2.3   Requirements Scout
Requirements Scout is a tool developed by Qualicen GmbH, to analyze requirements specifications
(https://www.qualicen.de/en/). Requirements Scout, besides analyzing NL requirements with the aim of iden-
tifying the defects, also allows the analyst to keep track of different versions of the requirements, creating a
complete history of the detected defects: as soon as the requirements are updated, the tool re-analyzes the
modified parts and shows whether the update has eliminated existing defects or has introduced new ones.
   The defects and indicators of Requirements Scout are shown in Table 3.

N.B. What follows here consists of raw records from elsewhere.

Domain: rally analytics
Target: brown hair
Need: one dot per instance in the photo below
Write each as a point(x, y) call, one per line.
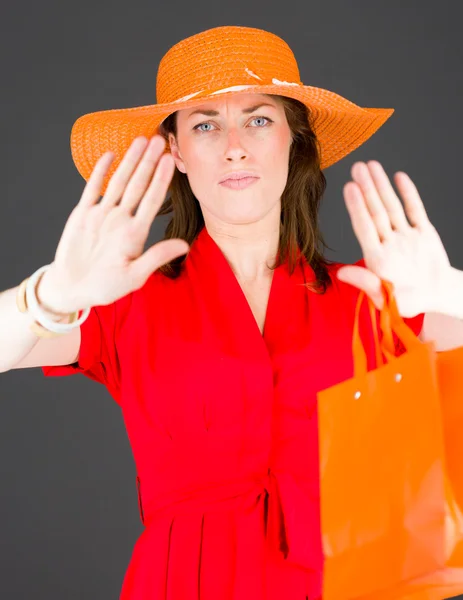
point(300, 201)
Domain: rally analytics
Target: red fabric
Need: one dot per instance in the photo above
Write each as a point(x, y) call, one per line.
point(223, 425)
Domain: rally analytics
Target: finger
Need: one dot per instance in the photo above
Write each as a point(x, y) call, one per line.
point(94, 185)
point(365, 280)
point(156, 256)
point(156, 193)
point(388, 196)
point(362, 221)
point(143, 174)
point(414, 206)
point(374, 204)
point(123, 173)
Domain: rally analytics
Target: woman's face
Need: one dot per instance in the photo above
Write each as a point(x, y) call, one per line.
point(242, 133)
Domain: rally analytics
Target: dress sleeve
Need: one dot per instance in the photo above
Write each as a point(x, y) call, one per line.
point(98, 355)
point(415, 323)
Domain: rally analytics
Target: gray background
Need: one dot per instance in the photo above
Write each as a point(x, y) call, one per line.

2.4   Semantic Processing Platform
Semantic Processing Platform (Semantha) addresses the comparison of documents at the semantic level. It has
been developed by thingsThinking (https://www.thingsthinking.net/). Semantha is able to search for common
concepts in different documents, comparing them and highlighting the differences.

2.5   ReqSuite
The ReqSuite tool, produced by OSSENO Software GmbH (https://www.osseno.com/en/), supports rigorous re-
quirement definition by assisting the writer who is asked to follow some patterns. For instance, requirements have
to be formulated as “The system shall”, and some fields have to be filled. These fields are: ID, benefit, damage,
costs, priority, type (functional/quality) and source (to specify the stakeholder requiring that requirement).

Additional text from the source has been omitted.